③. Increase the injection speed, gate speed and filling flow rate to shorten the filling time.
④. Increase the gate area, increase the high-speed injection speed without increasing the gate speed, and shorten the filling speed appropriately.
Fill in the time;
⑤. Appropriately adjust the injection speed and the gate filling speed to change the flow state of the molten metal filling the cavity.
⑥. Appropriately increase the slow injection speed to reduce the time the alloy liquid stays in the injection chamber.
⑦. Check the high-speed injection stroke and adjust the high-speed starting position according to the surface defect position of the casting.
Rapid Injection stroke to change the flow pattern of molten metal filling the cavity.
⑧. Use quantitative pouring to ensure the thickness of the cake.
⑨. Appropriately increase the mold temperature to prevent the alloy liquid from condensing prematurely and losing fluidity.
(2) The reference scheme for improving the pouring system is as follows:
①. Improve the pouring system and the location of the inner gate as well as the diversion method and flow direction to reduce the collision of the alloy liquid.
For good-shaped castings or large castings, multiple ingates are used to ensure that all parts of the casting can flow in sequence and be filled at the same time.
The filling mode and effect of the deep center cavity first and then the outside.
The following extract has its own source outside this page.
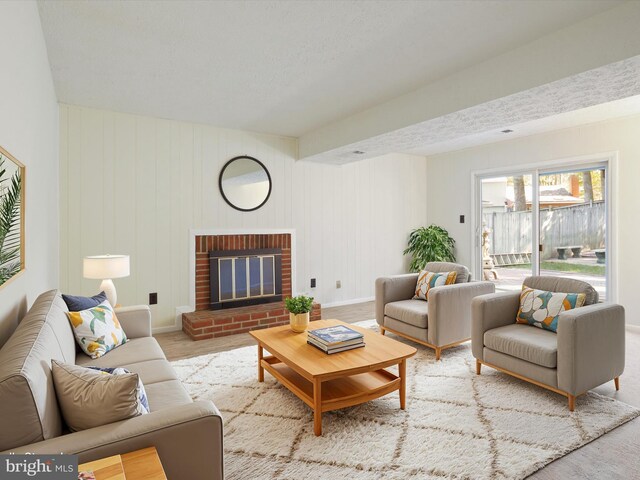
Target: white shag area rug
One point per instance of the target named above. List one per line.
(456, 424)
Auxiliary gates can also be opened for direct filling in thin-walled areas.
②In order to eliminate cold shut and increase the injection speed; if there is a sticky gate phenomenon, the cross-sectional area of the gate can be increased.
When the parts allow, the stock runner is used for auxiliary filling.
③ When die casting short planes or castings with right angles, the injection speed should be appropriately reduced and the widest possible inner gate should be used.
(3) Reference directions for improving exhaust conditions:
① It is necessary to increase the overflow groove volume and exhaust groove cross-sectional area to improve the exhaust capacity of the cavity; or change the exhaust groove and overflow groove
The position of the vent should coincide with the point where the metal streams converge. A vent plug can be opened in the deep cavity.
②. Add overflow grooves and exhaust grooves. Deep concave cavities can be vented by using push rod gaps or core gaps.
③. Appropriately select a release agent that produces less oil smoke and water vapor, adjust the ratio or reduce the amount of release agent.